# Class 20: Hypothesis tests continued

Plan for today:
- Practice of statistical inference and hypothesis tests for a single proportion
- Hypothesis tests for assessing causality (comparing two proportions)
- Hypothesis tests for comparing two means  


## Notes on the class Jupyter setup

If you have the *ydata123_2024a* environment set up correctly, you can get the class code using the code below (which presumably you've already done given that you are seeing this notebook).  

In [1]:
import YData

# YData.download.download_class_code(20)   # get class code    
# YData.download.download_class_code(20, TRUE) # get the code with the answers 

YData.download_data("bta.csv")
YData.download_data("babies.csv")

The file `bta.csv` already exists.
If you would like to download a new copy of the file, please rename the existing copy of the file.
The file `babies.csv` already exists.
If you would like to download a new copy of the file, please rename the existing copy of the file.

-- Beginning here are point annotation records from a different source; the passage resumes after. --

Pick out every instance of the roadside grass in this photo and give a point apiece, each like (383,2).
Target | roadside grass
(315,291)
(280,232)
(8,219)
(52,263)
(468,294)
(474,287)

If you are using colabs, you should install the YData packages by uncommenting and running the code below.

In [2]:
# !pip install https://github.com/emeyers/YData_package/tarball/master

If you are using google colabs, you should also uncomment and run the code below to mount the your google drive

In [3]:
# from google.colab import drive
# drive.mount('/content/drive')

In [4]:
import pandas as pd
import numpy as np

import matplotlib.pyplot as plt
%matplotlib inline

## Hypothesis tests

In hypothesis testing, we start with a claim about a population parameter (e.g., µ = 4.2, or π = 0.25).

This claim implies we should get a certain distribution of statistics, called "The null distribution". 

If our observed statistic is highly unlikely to come from the null distribution, we reject the claim. 

We can break down the process of running a hypothesis test into 5 steps. 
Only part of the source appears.